To make this work, what was needed was central organization, and this is where banks stepped in. Several major banks started issuing their own cards, and once this was married to third party processors that dealt across banks, by way of banks merging their cards, the major players of today emerged, most notably Visa, MasterCard, and American Express, who control most of the major credit card market today.

The Impact of Credit Cards

It’s no secret that credit drives spending, and this was the idea with the credit card, as a means of driving sales. This is why the merchants offered it prior to the credit card, and it’s also why merchants are willing to pay a premium to credit card processors to allow customers to use these cards with them.

Even in their earliest time, credit cards have been met with criticism, and perhaps especially then, when credit card issuers were faster and looser with their cards than they are today. Unlike today, where credit card issuers will mail out invitations to apply, in earlier times actual cards were mass mailed, loaded and ready to go, with about 100 million cards being mailed out in the U.S. prior to this practice being outlawed in 1970.

While in many cases these cards fell into the hands of those who wouldn’t have qualified for them, this did serve to elevate the use of credit cards to an epic status that surely benefited the credit card issuers in the long run.

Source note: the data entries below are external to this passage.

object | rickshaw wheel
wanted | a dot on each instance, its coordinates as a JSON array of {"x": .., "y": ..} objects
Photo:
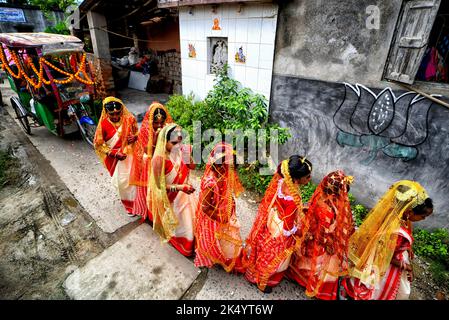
[
  {"x": 21, "y": 114},
  {"x": 87, "y": 132}
]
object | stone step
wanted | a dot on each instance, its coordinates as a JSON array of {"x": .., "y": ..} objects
[{"x": 137, "y": 266}]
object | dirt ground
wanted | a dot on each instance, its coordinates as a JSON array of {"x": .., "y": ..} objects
[{"x": 45, "y": 234}]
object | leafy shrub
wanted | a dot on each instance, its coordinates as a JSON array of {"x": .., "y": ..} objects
[
  {"x": 59, "y": 28},
  {"x": 440, "y": 273},
  {"x": 228, "y": 106},
  {"x": 434, "y": 247},
  {"x": 432, "y": 244}
]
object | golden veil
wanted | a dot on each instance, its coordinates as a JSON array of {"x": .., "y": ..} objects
[
  {"x": 127, "y": 123},
  {"x": 372, "y": 246},
  {"x": 164, "y": 218}
]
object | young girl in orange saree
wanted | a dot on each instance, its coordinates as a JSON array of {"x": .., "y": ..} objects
[
  {"x": 322, "y": 257},
  {"x": 170, "y": 196},
  {"x": 380, "y": 251},
  {"x": 114, "y": 139},
  {"x": 272, "y": 239},
  {"x": 155, "y": 119},
  {"x": 217, "y": 230}
]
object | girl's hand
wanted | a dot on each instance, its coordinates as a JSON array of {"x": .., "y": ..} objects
[
  {"x": 120, "y": 156},
  {"x": 131, "y": 139},
  {"x": 187, "y": 188}
]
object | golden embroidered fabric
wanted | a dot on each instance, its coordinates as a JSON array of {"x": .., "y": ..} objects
[{"x": 372, "y": 246}]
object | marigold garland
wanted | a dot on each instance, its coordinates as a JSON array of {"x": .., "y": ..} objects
[{"x": 40, "y": 74}]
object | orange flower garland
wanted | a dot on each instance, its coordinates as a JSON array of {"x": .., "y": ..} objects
[
  {"x": 40, "y": 74},
  {"x": 5, "y": 65}
]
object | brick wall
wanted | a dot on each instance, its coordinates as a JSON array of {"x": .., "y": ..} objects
[{"x": 169, "y": 66}]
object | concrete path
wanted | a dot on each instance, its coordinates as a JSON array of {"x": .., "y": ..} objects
[{"x": 137, "y": 266}]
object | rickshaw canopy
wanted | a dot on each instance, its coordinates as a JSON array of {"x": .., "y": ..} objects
[{"x": 49, "y": 43}]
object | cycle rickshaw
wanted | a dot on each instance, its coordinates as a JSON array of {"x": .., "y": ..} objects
[{"x": 54, "y": 83}]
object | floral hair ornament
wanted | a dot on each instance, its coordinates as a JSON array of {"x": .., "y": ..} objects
[
  {"x": 303, "y": 161},
  {"x": 158, "y": 116},
  {"x": 349, "y": 180}
]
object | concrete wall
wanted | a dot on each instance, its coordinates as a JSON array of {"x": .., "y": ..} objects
[
  {"x": 319, "y": 46},
  {"x": 329, "y": 123},
  {"x": 328, "y": 40},
  {"x": 253, "y": 29},
  {"x": 163, "y": 36},
  {"x": 35, "y": 20}
]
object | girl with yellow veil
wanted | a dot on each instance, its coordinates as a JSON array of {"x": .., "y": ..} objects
[
  {"x": 170, "y": 196},
  {"x": 380, "y": 251},
  {"x": 154, "y": 120},
  {"x": 114, "y": 143},
  {"x": 322, "y": 257},
  {"x": 217, "y": 230}
]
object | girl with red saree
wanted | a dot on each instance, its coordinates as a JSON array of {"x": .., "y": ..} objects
[
  {"x": 272, "y": 239},
  {"x": 154, "y": 120},
  {"x": 114, "y": 139},
  {"x": 217, "y": 230},
  {"x": 322, "y": 257},
  {"x": 380, "y": 251},
  {"x": 170, "y": 196}
]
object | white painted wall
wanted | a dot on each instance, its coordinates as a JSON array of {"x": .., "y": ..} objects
[{"x": 254, "y": 28}]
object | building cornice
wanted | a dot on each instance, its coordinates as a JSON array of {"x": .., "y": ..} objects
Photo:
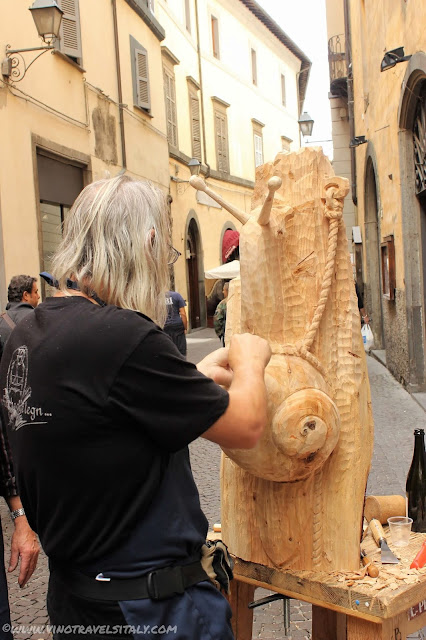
[{"x": 148, "y": 17}]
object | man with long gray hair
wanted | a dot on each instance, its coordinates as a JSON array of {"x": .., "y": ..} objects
[{"x": 101, "y": 407}]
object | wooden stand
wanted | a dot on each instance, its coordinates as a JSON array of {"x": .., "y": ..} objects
[{"x": 360, "y": 611}]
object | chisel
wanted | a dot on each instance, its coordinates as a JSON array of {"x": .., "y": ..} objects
[
  {"x": 387, "y": 557},
  {"x": 372, "y": 570}
]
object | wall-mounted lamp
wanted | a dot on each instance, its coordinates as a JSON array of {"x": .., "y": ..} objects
[
  {"x": 47, "y": 18},
  {"x": 194, "y": 167},
  {"x": 306, "y": 124},
  {"x": 391, "y": 58},
  {"x": 355, "y": 142}
]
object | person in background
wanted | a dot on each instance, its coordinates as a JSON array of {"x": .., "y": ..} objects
[
  {"x": 364, "y": 315},
  {"x": 103, "y": 467},
  {"x": 23, "y": 297},
  {"x": 220, "y": 315},
  {"x": 176, "y": 324}
]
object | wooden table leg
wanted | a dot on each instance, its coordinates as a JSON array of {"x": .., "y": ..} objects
[
  {"x": 328, "y": 624},
  {"x": 242, "y": 617}
]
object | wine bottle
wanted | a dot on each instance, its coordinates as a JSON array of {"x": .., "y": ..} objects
[{"x": 416, "y": 484}]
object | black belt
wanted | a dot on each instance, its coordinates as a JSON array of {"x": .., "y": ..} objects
[{"x": 156, "y": 585}]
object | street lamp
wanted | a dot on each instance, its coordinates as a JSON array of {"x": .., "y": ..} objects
[
  {"x": 194, "y": 167},
  {"x": 306, "y": 124},
  {"x": 391, "y": 58},
  {"x": 47, "y": 17}
]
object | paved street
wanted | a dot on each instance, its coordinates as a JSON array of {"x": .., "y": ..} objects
[{"x": 396, "y": 415}]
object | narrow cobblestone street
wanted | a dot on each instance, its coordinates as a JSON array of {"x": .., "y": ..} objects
[{"x": 396, "y": 415}]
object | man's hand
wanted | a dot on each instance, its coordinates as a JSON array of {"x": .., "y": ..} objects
[
  {"x": 246, "y": 350},
  {"x": 25, "y": 546},
  {"x": 216, "y": 366},
  {"x": 242, "y": 424}
]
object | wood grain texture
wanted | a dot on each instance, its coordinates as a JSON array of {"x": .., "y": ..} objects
[
  {"x": 242, "y": 617},
  {"x": 296, "y": 500}
]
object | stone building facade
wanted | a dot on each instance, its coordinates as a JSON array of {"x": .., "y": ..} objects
[
  {"x": 142, "y": 86},
  {"x": 385, "y": 81}
]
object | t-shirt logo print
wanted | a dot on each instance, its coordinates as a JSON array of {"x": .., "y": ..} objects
[{"x": 17, "y": 393}]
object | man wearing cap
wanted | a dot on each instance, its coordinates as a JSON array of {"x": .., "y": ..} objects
[{"x": 23, "y": 297}]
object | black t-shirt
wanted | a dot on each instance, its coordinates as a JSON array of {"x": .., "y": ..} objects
[{"x": 99, "y": 404}]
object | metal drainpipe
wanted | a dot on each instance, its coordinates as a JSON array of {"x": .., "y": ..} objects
[
  {"x": 200, "y": 75},
  {"x": 120, "y": 90},
  {"x": 350, "y": 83}
]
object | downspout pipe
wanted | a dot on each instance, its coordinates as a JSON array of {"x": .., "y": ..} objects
[
  {"x": 200, "y": 77},
  {"x": 350, "y": 85},
  {"x": 119, "y": 86}
]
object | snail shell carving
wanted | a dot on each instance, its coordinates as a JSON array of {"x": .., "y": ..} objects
[{"x": 303, "y": 424}]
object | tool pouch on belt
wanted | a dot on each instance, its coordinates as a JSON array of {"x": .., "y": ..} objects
[{"x": 218, "y": 564}]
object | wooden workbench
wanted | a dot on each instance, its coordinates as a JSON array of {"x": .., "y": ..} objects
[{"x": 346, "y": 605}]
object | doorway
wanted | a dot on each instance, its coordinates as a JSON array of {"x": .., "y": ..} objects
[
  {"x": 59, "y": 183},
  {"x": 372, "y": 246},
  {"x": 419, "y": 147},
  {"x": 195, "y": 283}
]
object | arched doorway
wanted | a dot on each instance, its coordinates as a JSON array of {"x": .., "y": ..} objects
[
  {"x": 372, "y": 247},
  {"x": 412, "y": 139},
  {"x": 195, "y": 276},
  {"x": 419, "y": 144}
]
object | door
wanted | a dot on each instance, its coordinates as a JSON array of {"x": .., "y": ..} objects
[
  {"x": 192, "y": 258},
  {"x": 372, "y": 245}
]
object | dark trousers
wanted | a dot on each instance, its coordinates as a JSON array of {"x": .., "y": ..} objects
[{"x": 5, "y": 633}]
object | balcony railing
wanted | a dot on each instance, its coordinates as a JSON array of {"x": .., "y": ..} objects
[{"x": 337, "y": 58}]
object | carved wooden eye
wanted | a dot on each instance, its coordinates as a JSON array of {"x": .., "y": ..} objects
[
  {"x": 306, "y": 427},
  {"x": 304, "y": 424}
]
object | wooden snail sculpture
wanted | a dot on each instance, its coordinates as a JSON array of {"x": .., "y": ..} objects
[{"x": 296, "y": 499}]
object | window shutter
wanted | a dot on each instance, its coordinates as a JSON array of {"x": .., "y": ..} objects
[
  {"x": 221, "y": 142},
  {"x": 283, "y": 96},
  {"x": 170, "y": 99},
  {"x": 258, "y": 150},
  {"x": 253, "y": 67},
  {"x": 187, "y": 16},
  {"x": 70, "y": 38},
  {"x": 142, "y": 79},
  {"x": 195, "y": 127}
]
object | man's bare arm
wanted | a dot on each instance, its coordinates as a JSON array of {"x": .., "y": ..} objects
[{"x": 243, "y": 368}]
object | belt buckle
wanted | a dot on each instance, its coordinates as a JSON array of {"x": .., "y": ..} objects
[
  {"x": 165, "y": 583},
  {"x": 151, "y": 586}
]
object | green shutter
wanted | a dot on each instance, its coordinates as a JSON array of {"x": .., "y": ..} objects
[
  {"x": 142, "y": 78},
  {"x": 70, "y": 36}
]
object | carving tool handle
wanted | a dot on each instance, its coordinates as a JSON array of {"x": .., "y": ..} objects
[
  {"x": 372, "y": 570},
  {"x": 377, "y": 531}
]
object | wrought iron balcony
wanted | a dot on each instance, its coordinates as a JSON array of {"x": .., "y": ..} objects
[{"x": 337, "y": 64}]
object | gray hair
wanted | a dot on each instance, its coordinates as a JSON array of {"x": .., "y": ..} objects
[
  {"x": 115, "y": 244},
  {"x": 18, "y": 286}
]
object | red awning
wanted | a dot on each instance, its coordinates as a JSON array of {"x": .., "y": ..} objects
[{"x": 231, "y": 240}]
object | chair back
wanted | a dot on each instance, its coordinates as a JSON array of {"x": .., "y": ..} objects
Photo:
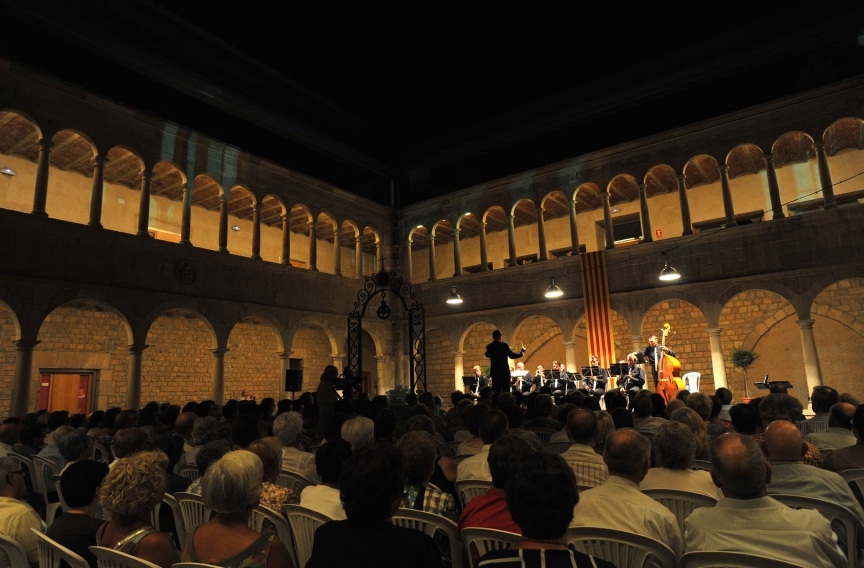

Back then, the only real competitor to credit cards was cash, so credit cards offered a unique convenience. Nowadays, debit cards are widely used as well, but even so, about a third of all point of sale purchases today are made with credit cards, and this is expected to grow further.

Credit card companies charge significantly higher processing fees than debit cards do, and very often will share this income with their cardholders by way of a rewards program. This includes both merchandise and cash, and consumers will shop around for the best deals here often times.

There’s no question though that credit cards drive sales in a way that is beyond what cash and debit cards do, and this is due to the nature of credit being offered with the credit cards. Often times people will use credit cards as cash equivalents as they do with debit cards, where they actually have the money at the time of purchase but choose credit card payments out of convenience or to earn rewards, but people do use these cards as a means of credit as well, and that’s how the cards generate higher sales.

This widespread use of credit does benefit the economy as a whole as well, by the same mechanism as credit does generally, and if some people do overextend themselves, as people often tend to do, a certain amount of this certainly isn’t unhealthy for the economy, as the benefits do outweigh the costs by a good margin, although it certainly can become a burden at the individual level if it gets out of hand.

There are many people who carry too much credit card debt to the point where this can become a real burden, especially given the typically high interest rates that credit cards offer, although in many cases this can be managed through lower interest consolidation.

Many do not properly advantage themselves of these options, although one can indeed get into a bind where their creditworthiness becomes negatively affected by the debt and they may not be in a position to qualify for better rates.

Like all cases of credit difficulty, this may be a result of unfortunate circumstances, as well as through lack of proper restraint on spending, but in all cases one must be aware of the risk exposure that credit cards may involve, especially when they create situations where one’s buying power may exceed one’s ability to service the debt.

This is very often the case with credit cards, and is a distinguishing feature of them in fact compared to other credit facilities, which normally look to stay within reasonable limits of one’s debt capacity. This often isn’t the case with credit cards though, and therefore one must be particularly diligent when using them or even accepting credit line increases beyond what one would be comfortable with.

Overall though, credit cards can be a marvelous thing for the cardholders, merchants, the card issuers, and the economy as a whole as well, when used properly, but that’s the real key here.